In other words, the single-origin, low-curvature geometric structure is the common original matrix of the two. LEM is its abstract logical expression, and binary is its symbolic encoding expression. This is the ultimate reason for their essential identity.
V. The Greatest Significance of Revealing Their Essential Identity
Revealing the essential identity of binary and LEM is by no means a trivial clarification of logical associations. Its greatest significance lies in the following:
1. Breaking Traditional Misconceptions
It completely overturns the fragmented view that "binary is a human invention, while LEM is a transcendental axiom," establishing that they are "co-originating and share the same kernel." It puts an end to the superficial, instrumental interpretation of their relationship in academia.
2. Clarifying Their Jurisprudential Positioning
It makes clear that binary is not an independent, fundamental encoding truth, but merely a symbolic derivative of LEM; and that LEM is not a universal logical axiom, but only a local logical product of a specific geometric space. This provides the core theoretical basis for de-sacralizing and de-absolutizing both.

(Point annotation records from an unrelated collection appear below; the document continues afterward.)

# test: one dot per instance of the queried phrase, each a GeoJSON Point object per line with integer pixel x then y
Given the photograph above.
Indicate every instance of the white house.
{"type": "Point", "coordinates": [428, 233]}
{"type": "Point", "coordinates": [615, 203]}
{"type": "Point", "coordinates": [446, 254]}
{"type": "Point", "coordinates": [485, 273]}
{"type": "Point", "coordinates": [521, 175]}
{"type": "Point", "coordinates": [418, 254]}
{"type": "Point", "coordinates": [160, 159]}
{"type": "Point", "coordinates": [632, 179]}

3. Establishing a Unified Path for Tracing the Origins of Logic and Encoding
For the first time, it establishes a common origin-tracing channel for mathematical logic and digital encoding systems, bringing the previously separate disciplines of logic and encoding under the same underlying geometric framework. This lays the essential theoretical foundation for interdisciplinary system reconstruction and for the construction of higher-dimensional non-two-valued logics and novel encoding systems.
4. Highlighting the Paradigm-Shifting Value of Higher-Dimensional Frameworks
Through their identity, it conversely demonstrates that a higher-dimensional, multi-origin, high-curvature logical system that transcends the two-valued limitation is the more universal underlying rule, while binary and LEM are merely low-dimensional local special cases. This provides crucial support for paradigm innovation.
VI. Conclusion
Binary and the law of excluded middle are not in a merely instrumental relationship as long assumed by academia. They possess an absolute identity, sharing the same origin, the same kernel, and co-existing and co-extincting. Both are products of two-valued logic derived from a single-origin, low-curvature, flat geometric space, differing only in form as abstract logical axiom versus concrete symbolic encoding, with no essential logical distinction.
Through ontological logical argumentation and geometric tracing within the MOC framework, this paper not only clarifies for the first time the essential mechanism of their identity, but also confirms their core positioning as low-dimensional, local, special cases of logic. It both affirms the applied value of binary in the encoding field and of LEM in classical mathematical logic, and clarifies their jurisprudential boundaries and scope of application.
From the perspective of academic development, the explorations of binary and its logical connection by pioneers such as Leibniz remained at the level of superficial association and naive conjecture. This paper achieves a leap from "intuitive association" to "essential demonstration," providing a unified underlying origin for two-valued logic and digital encoding systems. It also supplies key empirical support for the MOC multi-origin geometric logic framework to subsume and integrate traditional logic and encoding systems, and thus has fundamental theoretical significance for reconstructing underlying mathematical logic and breaking through the limitations of the two-valued paradigm.